Ferguson wants to “open up that faucet” for her students. She wants them to discover why rainbows only occur in the mornings or evenings, or why rain sometimes falls upward by tall buildings.

Though she has taught many of the same science topics for the last 28 years, she never teaches them the same way – always finding ways to improve.

And when students pose questions to her, Ferguson is honest.

“I have no problem admitting I don’t have a clue,” she said.
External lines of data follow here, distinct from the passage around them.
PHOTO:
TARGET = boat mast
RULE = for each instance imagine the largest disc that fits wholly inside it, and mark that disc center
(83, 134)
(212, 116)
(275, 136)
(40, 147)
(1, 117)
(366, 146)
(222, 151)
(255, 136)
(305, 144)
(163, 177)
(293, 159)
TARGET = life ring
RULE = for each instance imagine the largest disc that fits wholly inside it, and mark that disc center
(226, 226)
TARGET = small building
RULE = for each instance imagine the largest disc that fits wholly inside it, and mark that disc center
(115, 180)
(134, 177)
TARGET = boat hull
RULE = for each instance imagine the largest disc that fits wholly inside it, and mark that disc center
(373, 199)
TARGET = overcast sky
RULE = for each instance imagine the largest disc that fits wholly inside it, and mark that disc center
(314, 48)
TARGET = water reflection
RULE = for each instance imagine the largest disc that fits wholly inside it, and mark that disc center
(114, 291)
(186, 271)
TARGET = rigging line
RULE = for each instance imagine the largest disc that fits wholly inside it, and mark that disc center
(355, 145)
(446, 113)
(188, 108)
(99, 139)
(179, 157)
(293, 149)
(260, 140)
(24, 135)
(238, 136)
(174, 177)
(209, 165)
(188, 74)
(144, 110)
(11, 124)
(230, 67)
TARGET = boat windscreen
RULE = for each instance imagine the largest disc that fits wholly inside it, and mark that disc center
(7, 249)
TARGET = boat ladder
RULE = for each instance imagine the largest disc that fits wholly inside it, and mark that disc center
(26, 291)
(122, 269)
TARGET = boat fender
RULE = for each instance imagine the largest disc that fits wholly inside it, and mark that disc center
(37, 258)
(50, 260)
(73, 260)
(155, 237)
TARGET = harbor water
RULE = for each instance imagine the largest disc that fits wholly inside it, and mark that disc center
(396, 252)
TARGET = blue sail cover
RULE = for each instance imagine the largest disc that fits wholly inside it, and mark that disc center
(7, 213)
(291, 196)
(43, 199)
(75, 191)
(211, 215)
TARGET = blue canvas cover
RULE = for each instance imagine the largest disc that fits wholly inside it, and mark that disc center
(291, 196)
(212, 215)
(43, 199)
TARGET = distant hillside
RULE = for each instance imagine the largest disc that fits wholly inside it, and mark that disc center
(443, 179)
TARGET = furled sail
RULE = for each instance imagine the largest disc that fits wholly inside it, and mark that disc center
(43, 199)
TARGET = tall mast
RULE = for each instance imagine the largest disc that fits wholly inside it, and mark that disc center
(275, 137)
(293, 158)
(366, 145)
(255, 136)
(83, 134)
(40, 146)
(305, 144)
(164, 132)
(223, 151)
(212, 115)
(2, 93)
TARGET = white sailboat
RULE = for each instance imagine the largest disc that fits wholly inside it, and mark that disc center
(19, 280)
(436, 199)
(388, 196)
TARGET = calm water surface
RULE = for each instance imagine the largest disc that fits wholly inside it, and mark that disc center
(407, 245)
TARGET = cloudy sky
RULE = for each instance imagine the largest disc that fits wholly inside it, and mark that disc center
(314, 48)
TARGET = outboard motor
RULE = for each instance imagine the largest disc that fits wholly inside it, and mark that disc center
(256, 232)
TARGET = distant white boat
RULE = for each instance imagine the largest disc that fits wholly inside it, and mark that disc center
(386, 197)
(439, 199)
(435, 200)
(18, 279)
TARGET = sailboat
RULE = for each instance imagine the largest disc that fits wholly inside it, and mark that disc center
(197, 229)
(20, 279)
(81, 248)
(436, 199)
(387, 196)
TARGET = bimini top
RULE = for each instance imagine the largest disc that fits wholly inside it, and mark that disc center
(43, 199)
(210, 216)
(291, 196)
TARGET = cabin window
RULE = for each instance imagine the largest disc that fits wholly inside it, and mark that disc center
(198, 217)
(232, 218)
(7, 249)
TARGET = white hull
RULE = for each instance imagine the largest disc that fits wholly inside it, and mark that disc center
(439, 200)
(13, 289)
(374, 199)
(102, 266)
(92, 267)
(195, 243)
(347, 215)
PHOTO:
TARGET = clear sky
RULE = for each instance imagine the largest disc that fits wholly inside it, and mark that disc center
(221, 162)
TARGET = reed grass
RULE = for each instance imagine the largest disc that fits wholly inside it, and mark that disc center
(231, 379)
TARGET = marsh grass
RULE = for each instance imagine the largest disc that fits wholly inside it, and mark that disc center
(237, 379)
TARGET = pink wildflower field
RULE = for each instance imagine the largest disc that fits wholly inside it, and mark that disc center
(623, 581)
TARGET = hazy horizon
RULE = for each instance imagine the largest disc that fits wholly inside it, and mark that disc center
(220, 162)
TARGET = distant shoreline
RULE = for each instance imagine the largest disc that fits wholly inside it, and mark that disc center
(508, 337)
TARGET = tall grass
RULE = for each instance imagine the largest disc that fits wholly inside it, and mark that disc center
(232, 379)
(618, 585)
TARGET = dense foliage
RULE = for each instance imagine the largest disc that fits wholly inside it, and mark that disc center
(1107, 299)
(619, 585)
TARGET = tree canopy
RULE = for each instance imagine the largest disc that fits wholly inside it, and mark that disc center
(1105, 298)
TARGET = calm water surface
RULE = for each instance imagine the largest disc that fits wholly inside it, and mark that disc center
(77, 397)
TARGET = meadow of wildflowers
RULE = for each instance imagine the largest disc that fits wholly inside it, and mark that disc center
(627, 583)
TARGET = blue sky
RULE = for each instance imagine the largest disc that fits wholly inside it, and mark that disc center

That leads to “how can we figure it out,” with lessons on how to find valid reputable sources of information.

When students inevitably complain about some science topics, saying “I’m never going to use this,” Ferguson points out the need to understand how to jump a car’s battery, or how to make popcorn.

Over the years, her students await “popcorn day,” when they learn how conduction heat makes Jiffy Pop, convection makes air-popped, and radiation heat makes microwave popcorn. 

“All the other teachers are jealous,” because her classroom smells so good that day.

Ferguson also encourages her students to travel – even if it’s just by exploring far away places in class. 

“Some have never left Bowling Green,” or haven’t ventured past Portage to the south and Perrysburg to the north.

At the end of the school year, when eighth graders go to a MudHens game, some of the students are amazed at the 5/3 Building in downtown Toledo. “It’s the biggest thing they’ve ever seen.”

Again, lesson learned – “the world is bigger than Bowling Green.”

Ferguson is pumped for the upcoming eclipse on April 8, when everyone connected with Bowling Green City School District will be equipped with eclipse glasses to view the phenomenon safely.

“Which I could not be more excited about,” she said.

Ferguson wants to plant seeds in her students to be inspired themselves about the eclipse, a newly discovered word, or the person next to them.

“We need to keep learning,” she said.

Melanie Ferguson’s husband, Bill, who teaches seventh grade English at BGMS, was recognized as an Inspirational Teacher by the Kiwanis in 2022.